Het Uwv heeft zich op het standpunt gesteld dat hij de hem toekomende behandelingstijd niet heeft overschreden. Zoals de Raad in eerdere uitspraken heeft overwogen (vergelijk ECLI:NL:CRVB:2010:BN4416 en ECLI:NL:CRVB:2010:BN4418) kan slechts in uitzonderingssituaties een deel van een fase aan een andere instantie worden toegerekend dan de instantie die in die fase gehouden was tijdig te beslissen of te oordelen. Van een dergelijke uitzonderingssituatie is in dit geding geen sprake. In de omstandigheid dat het Uwv lopende de behandeling van het hoger beroep de gewijzigde beslissing op bezwaar van 20 februari 2015 heeft genomen, wordt geen aanleiding gezien om de aan het Uwv toe te rekenen periode te verhogen. Daarbij is van belang dat het Uwv dit besluit heeft genomen binnen een redelijk te achten termijn nadat hem op 14 januari 2015 door de Raad was verzocht om een reactie te geven op het rapport van deskundige Hendrikx.
6.3.6.
De gehele overschrijding van de redelijke termijn dient dus voor rekening van de Staat te komen. De omvang van de schadevergoeding wordt gesteld op twee maal € 500,-, dit is
€ 1.000,-. De Staat zal worden veroordeeld tot vergoeding van immateriële schade aan appellant ten bedrage van € 1.000,-.
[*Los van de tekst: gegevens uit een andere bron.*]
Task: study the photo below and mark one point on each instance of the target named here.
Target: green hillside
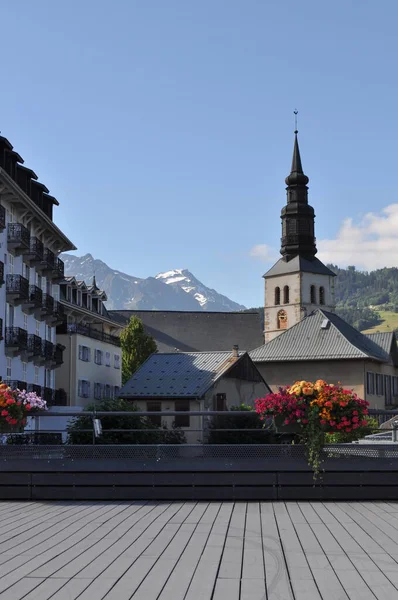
(366, 300)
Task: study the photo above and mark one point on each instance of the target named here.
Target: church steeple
(298, 237)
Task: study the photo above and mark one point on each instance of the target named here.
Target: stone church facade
(298, 283)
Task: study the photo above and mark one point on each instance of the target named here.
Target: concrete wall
(75, 369)
(350, 373)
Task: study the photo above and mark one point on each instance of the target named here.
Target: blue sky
(165, 127)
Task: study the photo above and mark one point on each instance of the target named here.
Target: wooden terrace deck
(198, 550)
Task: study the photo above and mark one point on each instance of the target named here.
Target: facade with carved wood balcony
(31, 272)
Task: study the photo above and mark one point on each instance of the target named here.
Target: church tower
(298, 283)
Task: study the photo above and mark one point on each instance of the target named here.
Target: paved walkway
(198, 551)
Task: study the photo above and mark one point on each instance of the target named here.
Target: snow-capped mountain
(173, 290)
(207, 298)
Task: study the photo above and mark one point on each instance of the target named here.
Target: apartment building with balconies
(92, 365)
(30, 274)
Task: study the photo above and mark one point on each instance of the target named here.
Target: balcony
(18, 238)
(47, 351)
(2, 217)
(34, 254)
(17, 289)
(15, 384)
(58, 357)
(48, 395)
(47, 265)
(47, 308)
(60, 398)
(33, 387)
(16, 341)
(58, 315)
(34, 348)
(58, 273)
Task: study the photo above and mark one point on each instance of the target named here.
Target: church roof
(320, 336)
(296, 264)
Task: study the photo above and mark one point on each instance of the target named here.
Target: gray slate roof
(197, 331)
(309, 341)
(179, 374)
(296, 264)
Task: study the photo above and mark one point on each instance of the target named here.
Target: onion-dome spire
(298, 217)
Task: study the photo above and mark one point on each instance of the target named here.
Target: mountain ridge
(177, 289)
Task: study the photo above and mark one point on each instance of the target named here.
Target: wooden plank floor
(198, 551)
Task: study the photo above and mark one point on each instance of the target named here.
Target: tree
(81, 428)
(137, 345)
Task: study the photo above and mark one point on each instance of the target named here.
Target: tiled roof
(320, 336)
(296, 264)
(180, 374)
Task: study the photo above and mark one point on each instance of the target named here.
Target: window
(98, 391)
(220, 402)
(395, 386)
(98, 357)
(8, 372)
(379, 385)
(370, 383)
(84, 353)
(182, 420)
(282, 320)
(154, 405)
(83, 388)
(286, 294)
(388, 389)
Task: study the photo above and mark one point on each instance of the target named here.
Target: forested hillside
(362, 295)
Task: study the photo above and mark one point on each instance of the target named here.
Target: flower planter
(282, 427)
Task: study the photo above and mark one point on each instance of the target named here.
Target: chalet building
(30, 273)
(197, 331)
(92, 367)
(299, 282)
(189, 381)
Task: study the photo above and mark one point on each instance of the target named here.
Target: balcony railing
(2, 217)
(17, 289)
(33, 387)
(15, 384)
(47, 350)
(94, 334)
(34, 254)
(58, 355)
(18, 238)
(16, 339)
(34, 345)
(60, 398)
(59, 270)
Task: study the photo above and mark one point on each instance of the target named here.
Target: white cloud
(263, 252)
(371, 243)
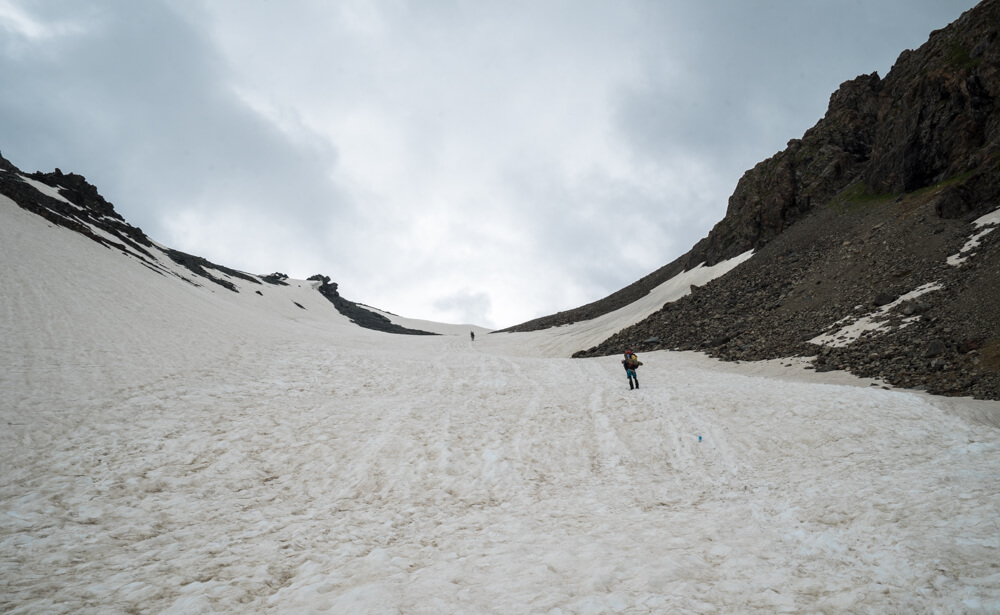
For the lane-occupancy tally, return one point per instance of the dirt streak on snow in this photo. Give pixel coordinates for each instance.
(181, 449)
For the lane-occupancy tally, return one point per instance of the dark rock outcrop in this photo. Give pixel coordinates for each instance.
(77, 206)
(359, 315)
(866, 206)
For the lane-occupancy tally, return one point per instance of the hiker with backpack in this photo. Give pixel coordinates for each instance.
(631, 363)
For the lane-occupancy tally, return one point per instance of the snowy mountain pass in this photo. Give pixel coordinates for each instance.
(181, 449)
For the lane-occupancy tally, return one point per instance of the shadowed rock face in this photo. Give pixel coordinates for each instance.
(86, 212)
(867, 205)
(359, 315)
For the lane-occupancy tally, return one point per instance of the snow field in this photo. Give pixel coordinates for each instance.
(176, 449)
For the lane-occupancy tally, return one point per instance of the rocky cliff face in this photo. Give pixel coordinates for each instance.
(70, 201)
(868, 206)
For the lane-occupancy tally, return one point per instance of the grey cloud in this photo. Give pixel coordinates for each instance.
(138, 101)
(467, 307)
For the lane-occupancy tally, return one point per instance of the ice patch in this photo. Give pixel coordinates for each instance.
(850, 330)
(990, 220)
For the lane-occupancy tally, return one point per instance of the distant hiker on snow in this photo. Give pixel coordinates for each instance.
(631, 362)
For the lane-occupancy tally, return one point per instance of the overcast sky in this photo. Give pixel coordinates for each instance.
(461, 161)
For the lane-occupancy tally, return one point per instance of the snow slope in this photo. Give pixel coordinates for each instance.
(168, 448)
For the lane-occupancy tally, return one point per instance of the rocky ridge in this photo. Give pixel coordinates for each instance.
(68, 200)
(866, 207)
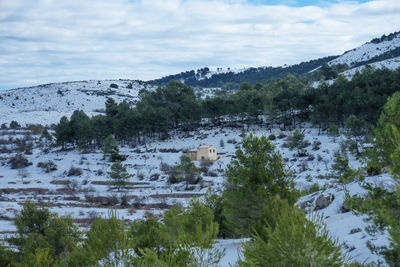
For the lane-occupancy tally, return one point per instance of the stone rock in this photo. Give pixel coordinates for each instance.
(322, 202)
(305, 204)
(355, 230)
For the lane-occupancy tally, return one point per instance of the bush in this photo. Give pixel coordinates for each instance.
(186, 172)
(74, 171)
(14, 125)
(49, 166)
(316, 145)
(292, 240)
(19, 161)
(255, 175)
(165, 167)
(205, 165)
(373, 168)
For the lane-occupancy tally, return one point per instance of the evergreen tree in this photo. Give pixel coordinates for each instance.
(255, 175)
(186, 171)
(292, 240)
(356, 129)
(40, 229)
(63, 132)
(119, 174)
(110, 148)
(386, 133)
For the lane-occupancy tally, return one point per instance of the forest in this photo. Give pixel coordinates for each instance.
(259, 199)
(286, 102)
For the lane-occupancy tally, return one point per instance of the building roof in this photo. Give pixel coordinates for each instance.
(205, 146)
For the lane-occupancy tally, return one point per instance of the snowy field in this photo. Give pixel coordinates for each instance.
(366, 52)
(46, 104)
(149, 193)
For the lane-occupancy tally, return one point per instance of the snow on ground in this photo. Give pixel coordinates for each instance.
(346, 227)
(46, 104)
(392, 64)
(366, 52)
(87, 195)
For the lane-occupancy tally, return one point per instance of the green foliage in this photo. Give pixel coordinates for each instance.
(46, 135)
(110, 148)
(43, 235)
(356, 130)
(255, 175)
(373, 168)
(119, 174)
(106, 240)
(342, 171)
(147, 234)
(382, 208)
(186, 172)
(14, 125)
(183, 238)
(297, 141)
(292, 240)
(387, 133)
(63, 132)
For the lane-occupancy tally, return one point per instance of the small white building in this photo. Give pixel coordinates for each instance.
(204, 152)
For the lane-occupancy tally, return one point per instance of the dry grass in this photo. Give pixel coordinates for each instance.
(64, 182)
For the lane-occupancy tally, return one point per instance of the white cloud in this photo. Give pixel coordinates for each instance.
(50, 40)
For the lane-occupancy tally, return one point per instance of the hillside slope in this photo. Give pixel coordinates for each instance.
(46, 104)
(378, 49)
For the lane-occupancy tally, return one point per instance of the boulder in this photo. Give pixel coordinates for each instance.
(323, 201)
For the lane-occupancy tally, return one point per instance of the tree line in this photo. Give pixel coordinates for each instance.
(285, 101)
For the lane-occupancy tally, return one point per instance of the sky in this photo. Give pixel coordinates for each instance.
(44, 41)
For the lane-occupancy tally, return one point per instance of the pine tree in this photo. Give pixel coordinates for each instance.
(110, 148)
(119, 174)
(292, 240)
(255, 175)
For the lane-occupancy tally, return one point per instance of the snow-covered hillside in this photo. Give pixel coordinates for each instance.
(367, 51)
(87, 194)
(392, 64)
(46, 104)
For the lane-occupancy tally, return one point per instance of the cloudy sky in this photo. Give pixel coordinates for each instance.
(44, 41)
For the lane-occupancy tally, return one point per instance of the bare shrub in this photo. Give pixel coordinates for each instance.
(205, 165)
(73, 171)
(165, 167)
(212, 174)
(124, 201)
(35, 128)
(19, 161)
(49, 166)
(154, 177)
(131, 211)
(316, 145)
(231, 141)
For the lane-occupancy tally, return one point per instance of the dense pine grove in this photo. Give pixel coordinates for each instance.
(259, 199)
(287, 101)
(251, 75)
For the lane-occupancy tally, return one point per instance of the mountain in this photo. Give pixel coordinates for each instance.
(46, 104)
(205, 78)
(379, 52)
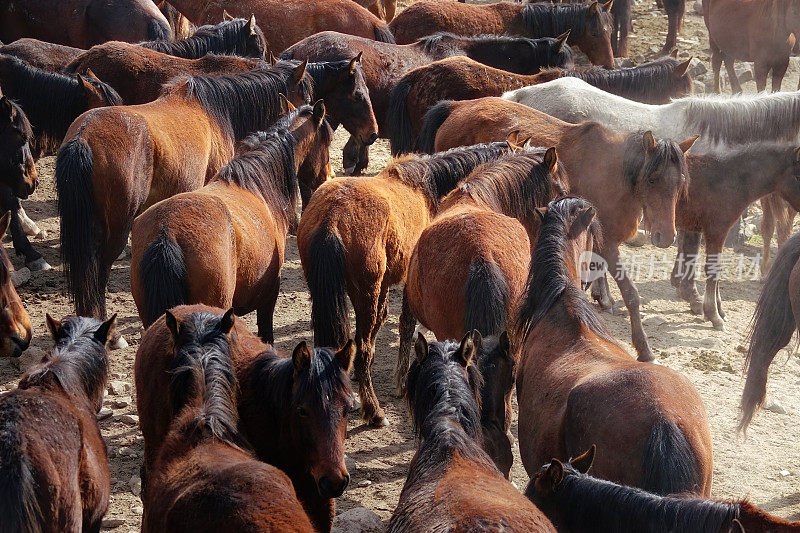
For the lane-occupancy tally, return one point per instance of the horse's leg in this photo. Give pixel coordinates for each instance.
(630, 296)
(407, 324)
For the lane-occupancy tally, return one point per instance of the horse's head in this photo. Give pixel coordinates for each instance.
(321, 398)
(498, 368)
(15, 324)
(17, 166)
(656, 171)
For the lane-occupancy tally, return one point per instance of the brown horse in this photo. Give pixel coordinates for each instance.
(355, 239)
(589, 24)
(461, 78)
(761, 31)
(576, 386)
(178, 258)
(776, 318)
(578, 503)
(117, 161)
(626, 176)
(286, 22)
(384, 64)
(83, 23)
(452, 484)
(205, 476)
(54, 465)
(723, 184)
(292, 410)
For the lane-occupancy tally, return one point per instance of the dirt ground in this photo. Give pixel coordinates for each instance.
(764, 467)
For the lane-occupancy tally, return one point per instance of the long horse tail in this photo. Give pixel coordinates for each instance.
(163, 277)
(434, 118)
(401, 134)
(79, 239)
(485, 296)
(668, 464)
(383, 34)
(774, 324)
(328, 287)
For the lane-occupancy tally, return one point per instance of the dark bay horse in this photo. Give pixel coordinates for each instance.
(205, 477)
(385, 63)
(117, 161)
(763, 32)
(54, 465)
(626, 176)
(461, 78)
(452, 484)
(286, 22)
(178, 258)
(292, 410)
(589, 24)
(579, 503)
(83, 23)
(577, 387)
(355, 239)
(722, 185)
(775, 320)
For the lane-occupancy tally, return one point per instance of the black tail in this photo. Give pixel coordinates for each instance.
(79, 239)
(401, 134)
(383, 34)
(668, 464)
(485, 296)
(163, 277)
(434, 118)
(327, 285)
(774, 324)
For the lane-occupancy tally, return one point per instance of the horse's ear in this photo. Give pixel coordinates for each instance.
(300, 71)
(648, 141)
(688, 143)
(345, 356)
(551, 159)
(469, 345)
(583, 462)
(301, 357)
(421, 347)
(173, 324)
(227, 321)
(53, 326)
(106, 330)
(318, 113)
(354, 63)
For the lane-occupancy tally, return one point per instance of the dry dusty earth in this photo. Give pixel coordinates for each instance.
(765, 467)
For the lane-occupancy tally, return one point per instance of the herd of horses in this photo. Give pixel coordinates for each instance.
(200, 132)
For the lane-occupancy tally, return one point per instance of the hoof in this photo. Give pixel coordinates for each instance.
(20, 277)
(39, 265)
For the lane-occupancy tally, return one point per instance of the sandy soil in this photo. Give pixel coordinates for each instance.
(755, 468)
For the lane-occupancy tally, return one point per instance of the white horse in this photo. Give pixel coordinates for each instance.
(729, 120)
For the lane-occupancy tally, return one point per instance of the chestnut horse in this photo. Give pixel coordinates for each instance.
(626, 176)
(117, 161)
(576, 386)
(292, 410)
(723, 184)
(286, 22)
(384, 64)
(761, 31)
(355, 239)
(54, 464)
(178, 258)
(578, 503)
(461, 78)
(589, 24)
(205, 476)
(83, 23)
(452, 484)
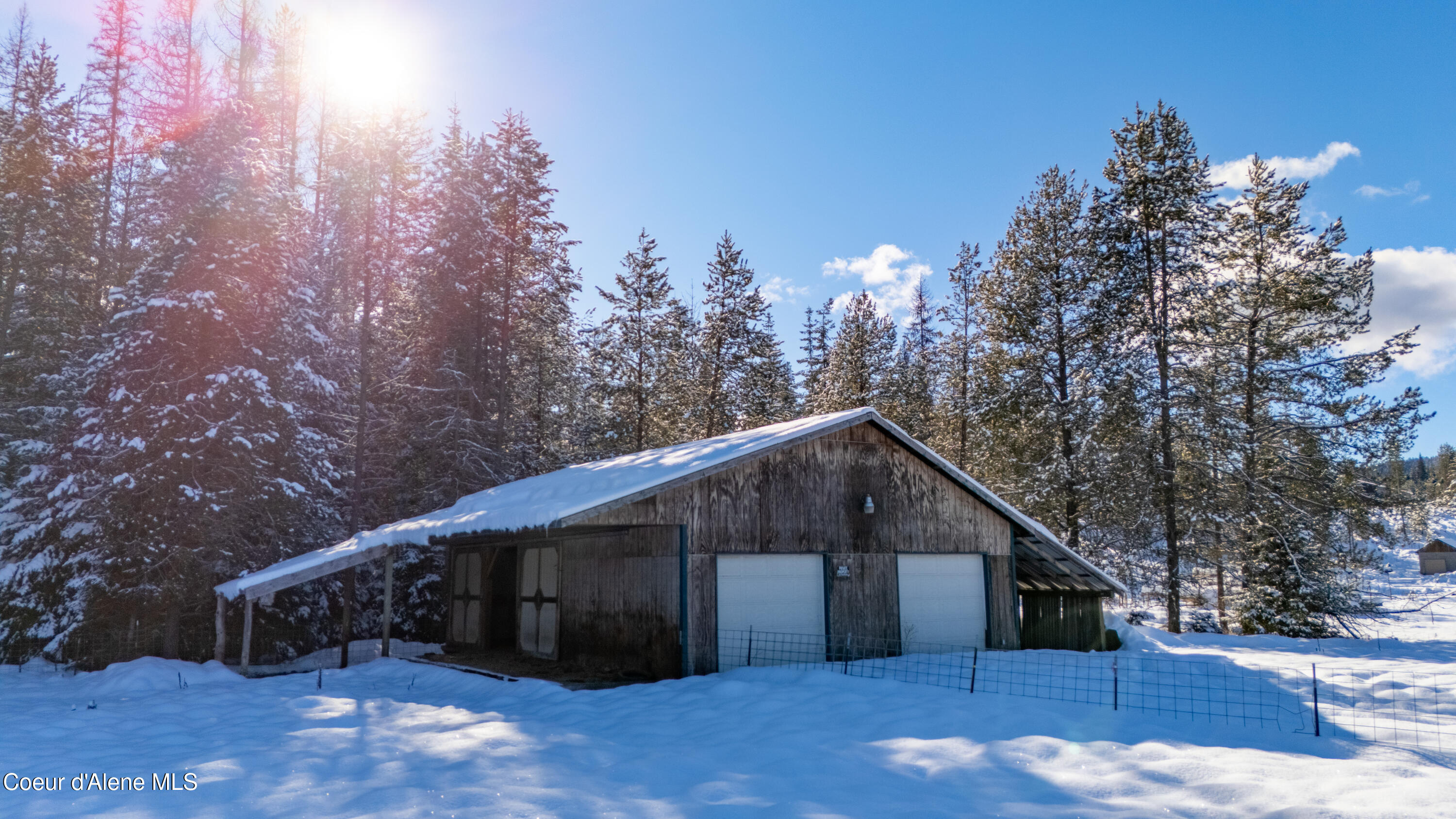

7. Er is aanleiding het Uwv te veroordelen in de proceskosten van appellant in beroep van
€ 992,- en in hoger beroep van 1.984,- , in totaal € 2.976,-.

BESLISSING

De Centrale Raad van Beroep
  • vernietigt de aangevallen uitspraak;
  • verklaart het beroep gegrond en vernietigt het besluit van 27 oktober 2011;
  • veroordeelt de Staat der Nederlanden (het ministerie van Veiligheid en Justitie) tot vergoeding van schade aan appellant tot een bedrag van € 1.000,- en wijst het verzoek tot vergoeding van schade voor het overige af;
  • bepaalt dat het Uwv aan appellant het in beroep en in hoger beroep betaalde griffierecht van in totaal € 156,- vergoedt;
  • veroordeelt het Uwv in de proceskosten van appellant tot een bedrag van € 2.976,-.
Deze uitspraak is gedaan door J.J.T. van den Corput als voorzitter en J.S. van der Kolk en E.W. Akkerman als leden, in tegenwoordigheid van N. Veenstra als griffier. De beslissing is uitgesproken in het openbaar op 13 januari 2016.